In May the third PAGES Young Scientist Meeting took place in Morillo de Tou, Spain, and I joined ~80 early career scientist from over 20 countries to network, present our work, exchange ideas and find new friends. The meeting took place just before the PAGES Open Science Meeting in Zaragoza.
Morillo de Tou is a small village in the Pyrenees at the shores of the reservoir Embalse de Mediano and lend its quiet and idyllic atmosphere to the meeting. In this remote location participants shared their results in 20 oral presentations and 61 posters. The sessions covered a wide range of Palaeo-research from “Climate system dynamics”, “Abrupt changes and threshold responses” to novel modelling approaches and much more. I want to highlight two contributions I saw during the meeting. One was a talk by Brendan Reilly on the “Holocene Activity of the Petermann Glacial System”, presenting the results of an expedition to the Greenland in 2015. Large calving events of the Petermann Ice tongue in the past 7 years seem unprecedented in context of the limited historical record. Sediment cores were taken under the floating ice sheet of the Petermann glacier and provided a record of the changes in the glacial system during the last Holocene. XRF-scanning data as well as magnetic measurements were used to reconstruct at least two significant grounding line retreats in the Holocene that were followed by late Holocene growth.
The second was a Poster by Jessie Pearl on “Common Era climate reconstructions from the northeastern United States” in which she detailed temperature reconstructions from Atlantic White Cedar tree ring chronologies. The reconstruction is based on the different moisture and temperature responses of tree ring growth of white cedar for northeastern United States from Massachusetts to Maine. Her reconstructions are reproducing decadal scale variability associated with warming from the 1920s through 1940s, cooling in the region from the 1940s until the 1960s, and warming since that time. The importance of consistent hydrology was also highlighted in her work, trees from sites in areas with stable hydrological regimes resulted in more accurate reconstructions.

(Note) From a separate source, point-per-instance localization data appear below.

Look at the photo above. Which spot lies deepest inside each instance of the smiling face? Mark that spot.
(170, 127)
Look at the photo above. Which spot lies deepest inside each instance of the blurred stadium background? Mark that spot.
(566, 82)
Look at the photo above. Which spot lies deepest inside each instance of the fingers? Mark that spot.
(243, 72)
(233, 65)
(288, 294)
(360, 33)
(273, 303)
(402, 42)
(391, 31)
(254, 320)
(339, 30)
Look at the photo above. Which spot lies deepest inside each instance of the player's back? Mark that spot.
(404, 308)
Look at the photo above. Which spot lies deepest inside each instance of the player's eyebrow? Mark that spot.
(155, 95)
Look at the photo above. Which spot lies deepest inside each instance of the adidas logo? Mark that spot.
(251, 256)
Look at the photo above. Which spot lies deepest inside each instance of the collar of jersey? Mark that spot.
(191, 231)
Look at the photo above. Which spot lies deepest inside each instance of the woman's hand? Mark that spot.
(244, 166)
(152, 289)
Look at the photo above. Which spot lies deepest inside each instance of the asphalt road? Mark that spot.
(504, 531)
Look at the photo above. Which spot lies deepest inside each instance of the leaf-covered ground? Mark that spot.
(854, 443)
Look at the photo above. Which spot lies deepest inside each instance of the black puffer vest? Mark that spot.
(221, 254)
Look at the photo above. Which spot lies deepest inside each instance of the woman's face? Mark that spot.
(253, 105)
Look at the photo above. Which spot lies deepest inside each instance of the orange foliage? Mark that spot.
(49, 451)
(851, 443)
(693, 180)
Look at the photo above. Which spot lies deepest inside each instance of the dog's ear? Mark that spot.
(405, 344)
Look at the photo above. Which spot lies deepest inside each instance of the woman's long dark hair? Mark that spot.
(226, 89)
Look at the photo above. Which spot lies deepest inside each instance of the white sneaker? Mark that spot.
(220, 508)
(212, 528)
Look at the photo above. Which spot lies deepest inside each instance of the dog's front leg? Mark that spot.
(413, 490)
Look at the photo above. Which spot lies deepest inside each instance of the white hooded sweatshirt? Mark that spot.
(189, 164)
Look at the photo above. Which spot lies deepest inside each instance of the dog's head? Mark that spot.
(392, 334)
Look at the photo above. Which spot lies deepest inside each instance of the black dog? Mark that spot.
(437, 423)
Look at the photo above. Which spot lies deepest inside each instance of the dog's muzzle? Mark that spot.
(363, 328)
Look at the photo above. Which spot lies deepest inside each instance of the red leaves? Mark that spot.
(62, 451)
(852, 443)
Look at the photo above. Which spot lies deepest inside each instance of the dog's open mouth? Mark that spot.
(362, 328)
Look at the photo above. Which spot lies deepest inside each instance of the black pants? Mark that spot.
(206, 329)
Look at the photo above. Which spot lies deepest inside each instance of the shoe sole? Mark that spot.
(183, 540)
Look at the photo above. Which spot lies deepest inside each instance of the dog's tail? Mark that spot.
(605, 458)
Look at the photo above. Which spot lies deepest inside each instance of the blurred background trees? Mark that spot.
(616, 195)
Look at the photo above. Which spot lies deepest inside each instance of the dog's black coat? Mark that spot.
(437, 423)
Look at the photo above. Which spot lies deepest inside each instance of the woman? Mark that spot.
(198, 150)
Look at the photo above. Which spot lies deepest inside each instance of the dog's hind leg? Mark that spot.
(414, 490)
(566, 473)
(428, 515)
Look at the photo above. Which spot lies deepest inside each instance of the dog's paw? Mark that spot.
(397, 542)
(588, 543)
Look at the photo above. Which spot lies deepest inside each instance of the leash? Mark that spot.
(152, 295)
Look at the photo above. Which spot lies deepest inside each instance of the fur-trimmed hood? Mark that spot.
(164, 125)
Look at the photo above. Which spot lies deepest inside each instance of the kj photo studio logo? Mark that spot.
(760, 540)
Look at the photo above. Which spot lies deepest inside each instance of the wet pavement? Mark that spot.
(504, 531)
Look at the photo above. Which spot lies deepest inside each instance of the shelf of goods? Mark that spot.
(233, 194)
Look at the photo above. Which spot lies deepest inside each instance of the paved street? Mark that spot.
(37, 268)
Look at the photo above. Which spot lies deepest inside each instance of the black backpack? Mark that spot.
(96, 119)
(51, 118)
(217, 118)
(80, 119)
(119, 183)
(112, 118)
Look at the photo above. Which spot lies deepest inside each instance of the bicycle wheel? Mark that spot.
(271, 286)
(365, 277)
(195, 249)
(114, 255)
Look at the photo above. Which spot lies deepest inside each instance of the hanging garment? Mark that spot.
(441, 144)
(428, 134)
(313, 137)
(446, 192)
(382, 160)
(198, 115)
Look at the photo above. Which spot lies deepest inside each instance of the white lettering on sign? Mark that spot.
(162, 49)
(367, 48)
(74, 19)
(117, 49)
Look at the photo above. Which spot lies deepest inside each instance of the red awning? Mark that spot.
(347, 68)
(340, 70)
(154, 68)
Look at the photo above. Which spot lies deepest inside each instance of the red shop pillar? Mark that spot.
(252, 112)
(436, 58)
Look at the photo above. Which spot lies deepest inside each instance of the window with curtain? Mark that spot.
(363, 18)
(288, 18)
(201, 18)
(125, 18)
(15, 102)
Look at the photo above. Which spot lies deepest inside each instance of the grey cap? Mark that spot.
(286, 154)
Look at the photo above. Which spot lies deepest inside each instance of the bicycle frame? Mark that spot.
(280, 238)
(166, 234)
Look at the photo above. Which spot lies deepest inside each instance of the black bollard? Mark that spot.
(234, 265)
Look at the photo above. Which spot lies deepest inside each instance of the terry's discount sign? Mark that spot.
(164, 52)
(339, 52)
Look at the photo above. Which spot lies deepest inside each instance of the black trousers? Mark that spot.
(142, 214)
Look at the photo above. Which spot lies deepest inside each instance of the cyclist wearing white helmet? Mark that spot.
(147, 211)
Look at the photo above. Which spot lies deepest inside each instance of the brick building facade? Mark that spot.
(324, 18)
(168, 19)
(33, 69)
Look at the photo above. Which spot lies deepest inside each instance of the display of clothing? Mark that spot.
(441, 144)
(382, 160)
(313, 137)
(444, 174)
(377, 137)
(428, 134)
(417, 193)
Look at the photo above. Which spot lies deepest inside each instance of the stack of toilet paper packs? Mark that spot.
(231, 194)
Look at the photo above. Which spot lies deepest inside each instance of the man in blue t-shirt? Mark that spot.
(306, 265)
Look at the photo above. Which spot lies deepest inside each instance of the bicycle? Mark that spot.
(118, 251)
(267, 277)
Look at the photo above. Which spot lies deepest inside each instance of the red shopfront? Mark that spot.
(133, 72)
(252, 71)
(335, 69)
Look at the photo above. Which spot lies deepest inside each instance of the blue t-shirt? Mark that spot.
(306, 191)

Another focus of the meeting were topics important for early career researchers. In three workshops senior scientists, research council members and publishers elaborated their work covering the topics Funding, Science Communication and Data Sharing. They lend their expertise to answer any questions on the writing of grands or effective science communication. In breakout groups, these three topics together with “Research priorities for Palaeo” and “No Professorship – Life outside Academia” were further discussed. During the breakout groups and the closing plenum I felt that especially the latter topic “Life outside Academia” provoked the most engaged discussions and conversations. Much has been written about the lack of positions in research for the number of graduating PhD and you could feel the desire of many YSM participants to learn more about options outside of the conventional career path in academia. For some the desire of more stability in their family life is the main motivator in considering against a career in science, while others realized during the PhDs that teaching and more applied science is their passion. We heard from former PhDs choosing to pursue careers in data analysis, consulting or entrepreneurship and their transitions out of Academia. One common desire at the end of the session was to highlight these alternative career paths more and make them an integral part of the next Young Scientist Meeting. The need for an ECR group within PAGES was discussed and networking to researchers that left academia was identified as one key task this group could fulfill.
In my opinion the most successful accomplishment of YSM 2017 was bringing so many different young scientists from all over the world together. I have met countless interesting people with fascinating research during these days in Morillo that I look forward to seeing at future conferences and follow their work. The meeting offered a great opportunity for me in my first year as a PhD to meet new friends and future collaborators sparked new ideas during the long discussion in the evening, while stargazing, drinking and listening to local folk music.